Biopsy of urticaria can be non-specific. The pathology shows oedema in the dermis and dilated blood vessels, with a variable mixed inflammatory infiltrate. Vessel-wall damage indicates urticarial vasculitis.

What is the treatment for urticaria?

The main treatment of all forms of urticaria in adults and children is with an oral second-generation H1-antihistamine such as cetirizine or loratidine. If the standard dose (eg, 10 mg for cetirizine) is not effective, the dose can be increased up to fourfold (eg, 40 mg cetirizine daily). They are stopped when the acute urticaria has settled down. The addition of a second antihistamine is not thought to be helpful.

Terfenadine and astemizole should not be used, as they are cardiotoxic in combination with ketoconazole or erythromycin. They are no longer available in New Zealand.

Although systemic treatment is best avoided during pregnancy and breastfeeding, there have been no reports that second-generation antihistamines cause birth defects.
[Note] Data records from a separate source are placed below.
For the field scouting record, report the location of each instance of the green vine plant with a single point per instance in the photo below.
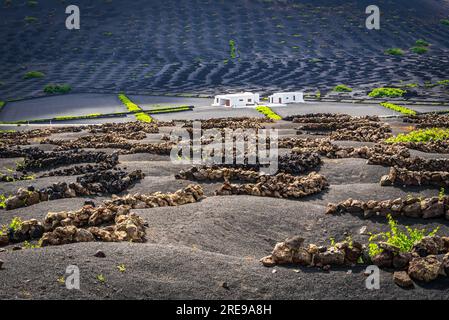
(3, 199)
(403, 240)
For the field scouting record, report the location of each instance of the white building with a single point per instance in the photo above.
(237, 100)
(286, 97)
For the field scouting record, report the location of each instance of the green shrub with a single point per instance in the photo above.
(233, 49)
(403, 240)
(143, 117)
(268, 113)
(3, 201)
(15, 224)
(342, 88)
(387, 92)
(443, 82)
(421, 43)
(33, 75)
(423, 135)
(419, 50)
(30, 19)
(394, 52)
(132, 107)
(398, 108)
(89, 116)
(57, 88)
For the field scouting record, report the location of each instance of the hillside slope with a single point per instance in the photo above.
(183, 46)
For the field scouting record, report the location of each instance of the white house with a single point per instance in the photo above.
(286, 97)
(237, 100)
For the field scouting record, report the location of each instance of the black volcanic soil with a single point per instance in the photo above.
(192, 249)
(183, 46)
If treatment is required, loratadine and cetirizine are currently preferred.

Conventional first-generation antihistamines such as promethazine or chlorpheniramine are no longer recommended for urticaria.

Avoidance of trigger factors

Identified triggers should be eliminated if possible (eg, drug or food allergy). Avoidance of relevant type 1 (IgE-mediated) allergens clears urticaria within 48 hours.

  • Treat identified chronic infections such as H pylori.
  • Avoid aspirin, opiates and nonsteroidal anti-inflammatory drugs (paracetamol is generally safe).
  • Minimise dietary pseudoallergens for a trial period of at least three weeks.
  • Avoid known allergens that have been confirmed by positive specific IgE/skin prick tests if these have clinical relevance for urticaria.
  • Cool the affected area with a fan, cold flannel, ice pack, or soothing moisturising lotion.

The physical triggers for inducible urticaria should be minimised; see examples below. However, symptoms often persist.

Some patients with inducible urticaria benefit from daily induction of symptoms to induce tolerance. Phototherapy may relieve the itch of symptomatic dermographism.

Treatment of acute refractory urticaria

If non-sedating antihistamines are not effective, a 4 to 5-day course of oral prednisone (prednisolone) may be warranted in severe acute urticaria.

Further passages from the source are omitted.